August 11, 2008
Pathology Professor Returns to Science after a Long Absence
The work of Assistant Professor of Pathology Jane Skok, Ph.D., was recently featured in the People & Ideas section of the Journal for Experimental Medicine, which focused on Dr. Skok's return to science after a lengthy hiatus. This newer section in the journal, published by Rockefeller University Press, offers a portrait of interesting scientists for a wider scientific audience every month. Dr. Skok's research initially focused on the genetics of the first component of the complement cascade, a study which led to a promising article in Nature entitled "Distinct genes for fibroblast and serum C1q." The illness of a child, however, forced her to abandon her scientific work for almost a decade. In the article Dr. Skok reflects on the difficulties she faced when she decided to return to the profession and start again from "square one" by turning her attention to immunology. Now her work has been recognized by the National Institutes of Health, which will support her with a five-year RO1 Research Grant funding her project to study the coordination of recombination and allelic exclusion at IgH and Igk. The Elsa U. Pardee Foundation, a private foundation that supports new cancer research, has also been funding another project of Dr. Skok to determine whether there are stages of B-cell development which are particularly vulnerable to transformation and whether biological pathways can be targeted to reverse or interrupt the leukemic phenotype. As she notes in the interview with JEM, Dr. Skok places great value on collaborations and interdisciplinary science.
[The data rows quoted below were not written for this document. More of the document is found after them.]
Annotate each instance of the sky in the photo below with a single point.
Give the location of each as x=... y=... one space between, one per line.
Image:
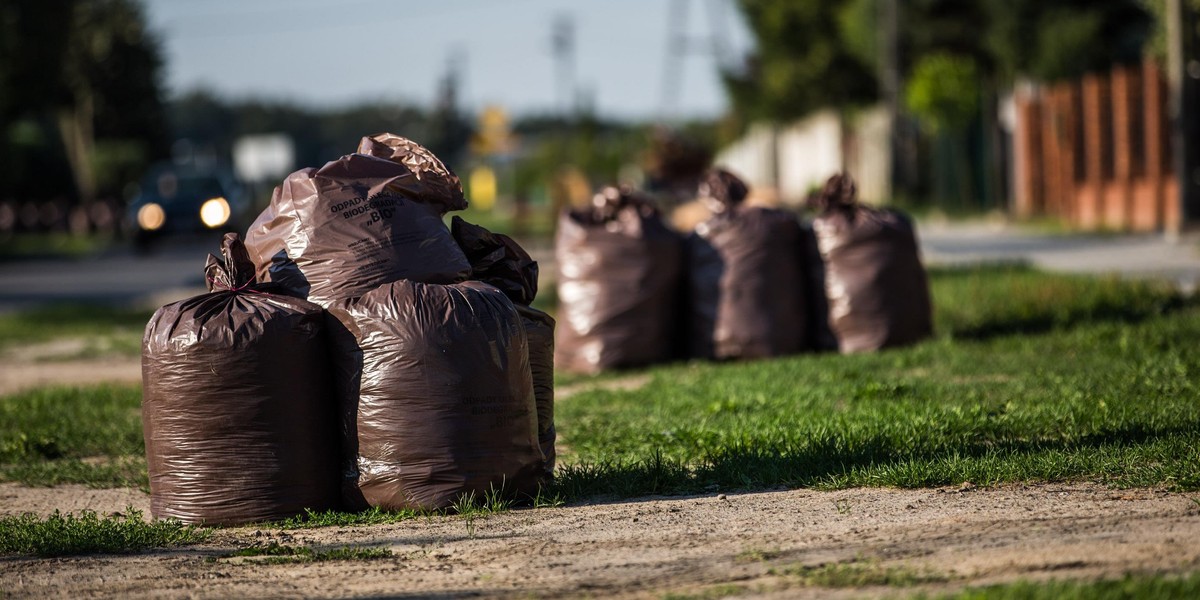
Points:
x=336 y=53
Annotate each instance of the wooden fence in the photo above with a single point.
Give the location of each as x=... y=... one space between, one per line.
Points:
x=1097 y=153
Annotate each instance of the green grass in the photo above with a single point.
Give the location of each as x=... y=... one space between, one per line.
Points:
x=856 y=575
x=1009 y=299
x=73 y=436
x=1158 y=587
x=91 y=534
x=103 y=329
x=1032 y=378
x=52 y=245
x=340 y=519
x=277 y=553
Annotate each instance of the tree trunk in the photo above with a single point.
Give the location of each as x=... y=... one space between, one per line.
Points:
x=76 y=125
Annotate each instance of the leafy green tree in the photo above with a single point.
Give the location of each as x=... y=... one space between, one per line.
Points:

She is currently collaborating with the labs of Department of Pathology Professors Dan Littman, David Roth, Michael Dustin, and Sherif Ibrahim, as well as Drs. William Carroll, Director of the NYU Cancer Institute, and Elizabeth Raetz from the Department of Pediatrics. In this respect, the Department of Pathology is fortunate to count Dr. Skok as one of its researchers who personifies the integrative and collegial approach outlined in our vision statement.